Parked money robs the economy in two ways. First, it does not spend and so generates no hires. second, it attracts money and financiers to its management : and reecently that has meant using parked money to speculate in trading markets, in search of arbitrage, the most useless of economic events. “Arbitrage” is simply the differences in the value of money in one place, or one time — or both — rather than another resulting from inefficiencies in communication. At the time of the Napoleonic wars — 200 years ago — when the Rothschilds first realized that profits could be made in arbitrage by acquiring information more rapidly than their trading rivals, arbitrage forced the world’s money markets to work together : out of which our present, world-wide economy has developed.
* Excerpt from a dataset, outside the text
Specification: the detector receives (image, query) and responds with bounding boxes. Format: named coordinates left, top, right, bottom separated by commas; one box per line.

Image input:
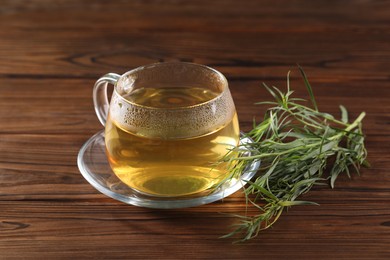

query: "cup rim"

Today, however, the inefficiencies that profit an arbitrageur are slight, and the huge amounts of money chasing them a damaging diversion from uses of money far better for the people who live in this arbitraged economy.
What is needed now are ( 1 ) to flow money back into the paychecks of consumers and ( 2 ) to tax the advantages of arbitrage so that investment of money now parked becomes more profitable than arbitraging it.
It really is that simple. We do the ( 1 ) by increasing the minimum wage so that full workers don’ need public assistance to make ends meet and can even earn enough to participate in the discretionary spending economy ; by banning so-called “payday loans” and other loan schemes that prey on the survival conditions in which many of us live; and by assuring workers paid sick leave and single-payer health insurance, so that most of us don’t have to stress over life situations that deflect our work vigor and enthusiasm. If we then do ( 2 ) , we make it clear to those with large money that it benefits them to invest it, not park it, and to hire — and pay decently — knowing that everyone who is hired can then become an effective consumer of what invested money produces.
The more of us who are able to consume effectively, the stronger the economy. One reason why this is so is that someone who earns 50 times as much as another doesn’t spend 50 times more money. He or she spends maybe 30 times more. The rest of the money is saved, either out of prudence or because after one has bought one’s luxury stuff there isn’t anything else to buy. For most of us, however, almost every dollar available needs be spent, on necessities and on things useful to a normal life, such as a smarter suit of clothes (so that one looks successful, which is often needed in the businesses world) or a newer car (which won;t need repair down time any time soon)>
The above is, more or less, the economic policy of today’s Democratic Party. Apologists for the GOP policy sometimes call Democratic economic policy “socialism.” It is nothing of the kind. It is simply smart commercial regulation, an application of capitalism to the real deal rather than to what isn’t real at all. Which is why we prefer it.
Not to mention that paying full time workers a decent and useable wage is the right thing to do.